Спешившись, все они, согласно рангу, выстроились на ступенях собора. Их вождь, поджидая юного монарха, стоял у портала, у самых дверей — двустворчатых, высоких, широко распахнутых. По другую их сторону, в традиционных одеяниях — епископы, аббаты, монахи.

Начался подъем по ступеням: первая, вторая, третья… Карл шел слегка побледневший, глаза беспокойно бегали по сторонам, останавливаясь то на одном, то на другом лице. Потом устремились вглубь собора; там всё в свечах, горит золотом, серебром, блестит драгоценными камнями. И ковровая дорожка, вся красная — та самая, что ведет к трону, стоящему на возвышении; рядом с ним, в стихаре и далматике, со священным миром в руках, — архиепископ и двое его помощников.

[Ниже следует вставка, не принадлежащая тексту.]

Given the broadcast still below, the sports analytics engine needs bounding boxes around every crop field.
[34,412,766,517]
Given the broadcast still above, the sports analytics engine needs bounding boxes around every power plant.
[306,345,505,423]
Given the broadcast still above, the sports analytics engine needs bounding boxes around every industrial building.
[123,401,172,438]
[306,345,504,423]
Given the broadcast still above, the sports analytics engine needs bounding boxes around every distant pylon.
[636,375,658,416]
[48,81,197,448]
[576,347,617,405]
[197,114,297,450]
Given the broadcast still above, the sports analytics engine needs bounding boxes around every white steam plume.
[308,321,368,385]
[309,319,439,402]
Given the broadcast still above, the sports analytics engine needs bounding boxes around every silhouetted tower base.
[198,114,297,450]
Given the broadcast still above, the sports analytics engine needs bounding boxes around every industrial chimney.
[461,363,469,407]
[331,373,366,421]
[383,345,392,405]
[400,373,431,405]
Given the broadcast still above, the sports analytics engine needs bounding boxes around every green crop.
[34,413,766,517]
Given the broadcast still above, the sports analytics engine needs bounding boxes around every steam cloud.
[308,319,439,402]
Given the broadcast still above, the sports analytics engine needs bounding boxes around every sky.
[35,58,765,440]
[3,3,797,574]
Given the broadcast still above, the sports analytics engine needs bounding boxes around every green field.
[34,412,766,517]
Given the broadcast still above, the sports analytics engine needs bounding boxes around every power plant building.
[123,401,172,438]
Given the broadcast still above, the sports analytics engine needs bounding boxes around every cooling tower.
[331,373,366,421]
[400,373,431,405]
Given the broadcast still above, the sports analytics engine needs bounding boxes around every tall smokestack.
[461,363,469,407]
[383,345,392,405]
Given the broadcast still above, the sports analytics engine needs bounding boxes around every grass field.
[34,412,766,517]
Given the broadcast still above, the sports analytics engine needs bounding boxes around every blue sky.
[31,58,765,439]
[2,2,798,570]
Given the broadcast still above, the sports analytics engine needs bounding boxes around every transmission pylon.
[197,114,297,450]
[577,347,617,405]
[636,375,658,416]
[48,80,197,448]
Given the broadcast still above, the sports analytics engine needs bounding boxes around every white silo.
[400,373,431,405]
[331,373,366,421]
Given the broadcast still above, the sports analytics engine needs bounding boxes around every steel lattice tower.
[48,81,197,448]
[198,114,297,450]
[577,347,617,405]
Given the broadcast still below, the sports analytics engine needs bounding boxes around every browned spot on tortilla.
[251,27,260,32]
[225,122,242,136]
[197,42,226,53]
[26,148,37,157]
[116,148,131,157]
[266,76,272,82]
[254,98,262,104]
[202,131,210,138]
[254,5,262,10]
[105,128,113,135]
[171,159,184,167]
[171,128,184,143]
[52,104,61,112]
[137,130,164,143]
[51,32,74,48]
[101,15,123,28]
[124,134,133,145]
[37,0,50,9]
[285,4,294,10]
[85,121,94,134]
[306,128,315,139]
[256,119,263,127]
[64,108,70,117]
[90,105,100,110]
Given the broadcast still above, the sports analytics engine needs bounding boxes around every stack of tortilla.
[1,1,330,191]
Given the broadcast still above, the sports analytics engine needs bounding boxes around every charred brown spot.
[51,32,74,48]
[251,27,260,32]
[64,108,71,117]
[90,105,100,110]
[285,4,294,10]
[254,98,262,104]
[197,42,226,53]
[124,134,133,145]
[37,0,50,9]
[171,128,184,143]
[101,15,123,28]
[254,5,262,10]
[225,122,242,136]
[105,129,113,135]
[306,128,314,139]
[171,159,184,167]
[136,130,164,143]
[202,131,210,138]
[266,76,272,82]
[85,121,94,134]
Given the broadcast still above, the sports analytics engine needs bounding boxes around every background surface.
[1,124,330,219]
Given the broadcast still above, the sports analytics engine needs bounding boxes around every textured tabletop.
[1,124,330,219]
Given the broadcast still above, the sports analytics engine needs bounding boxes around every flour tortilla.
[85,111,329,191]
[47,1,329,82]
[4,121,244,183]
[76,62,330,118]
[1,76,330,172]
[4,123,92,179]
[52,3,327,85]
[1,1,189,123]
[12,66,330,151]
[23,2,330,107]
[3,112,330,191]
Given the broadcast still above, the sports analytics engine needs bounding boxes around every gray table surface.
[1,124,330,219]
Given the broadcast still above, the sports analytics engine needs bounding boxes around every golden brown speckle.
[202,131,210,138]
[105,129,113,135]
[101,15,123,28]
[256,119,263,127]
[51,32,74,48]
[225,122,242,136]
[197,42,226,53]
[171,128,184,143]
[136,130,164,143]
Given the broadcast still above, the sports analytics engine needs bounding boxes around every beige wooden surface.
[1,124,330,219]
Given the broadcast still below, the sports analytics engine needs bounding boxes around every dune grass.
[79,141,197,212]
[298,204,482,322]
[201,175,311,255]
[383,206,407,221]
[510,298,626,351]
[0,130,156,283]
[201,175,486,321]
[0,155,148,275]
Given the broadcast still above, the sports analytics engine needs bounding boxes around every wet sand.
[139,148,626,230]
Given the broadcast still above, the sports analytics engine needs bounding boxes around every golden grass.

Как сквозь строй прошел Карл мимо низко опущенных голов, и лишь одна не шевельнулась. У самых дверей он поглядел в ту сторону — Людовик Орлеанский, собственной персоной. Поравнявшись, Карл хотел что-то сказать, но голова принца тоже склонилась, правда, совсем немного. Взгляд юного монарха упал и застыл на плитах пола: стало быть, не получится заговорить с ближайшим родственником. Отвернувшись, Карл проследовал дальше, герцог Орлеанский направился за ним. На Анну он даже не взглянул. У нее оборвалось сердце, едва не остановилось дыхание. Такая ненависть, такое небрежение! Почему? За что? Чем она перед ним виновата? В глазах все поплыло, она оступилась, чуть не упав. Катрин взяла ее под руку.

— Ну и скотина! Не думай больше о нем, Анюта, забудь. Вперед! Смелее! Твой брат сегодня станет королем!

Слегка улыбнувшись, Анна пожала ей руку и уверенно направилась к дверям. Четыре пажа несли шлейф ее платья.

— Вызвать бы на поединок наглеца, — пробурчал Рибейрак, брезгливо сплюнув. — С удовольствием продырявил бы ему брюхо.

— Бог даст, Филипп, эта честь выпадет мне, — отозвался Этьен.

И они вслед за остальными вошли в здание собора.

Под звуки органа началась торжественная церемония. Юному монарху вручили тунику, далматику, кольцо, скипетр, жезл правосудия, шпоры, меч, орифламму и корону с геральдической лилией. Но перед этим самое главное — помазание миром с добавленным в него елеем из Святой Стеклянницы.

И вот она — корона! Ее держит над головой молодого короля на расстоянии двух дюймов первый ближайший родственник царствующей династии. Он нем, бесстрастен, недвижим, глаза остекленело глядят в одну точку — на корону с самоцветами, которая легко подрагивает в его руках. Все взоры устремлены на него. Немая сцена томительного ожидания сопровождает момент возложения золотого венца на голову тринадцатилетнего юноши, почти мальчика. Дрогнули пальцы, одновременно раздались в стороны обе ладони — и лёг долгожданный венец на голову Карла, чуть вздрогнувшего при этом. Не отрываясь, глядели на него пэры Франции: герцоги Бурбонский, Алансонский, Лотарингский, далее — графы Фландрии, Шампани и другие. От короля взгляды устремились на его сестру: как воспринимает она сие событие, расцветет ли радостью лицо?..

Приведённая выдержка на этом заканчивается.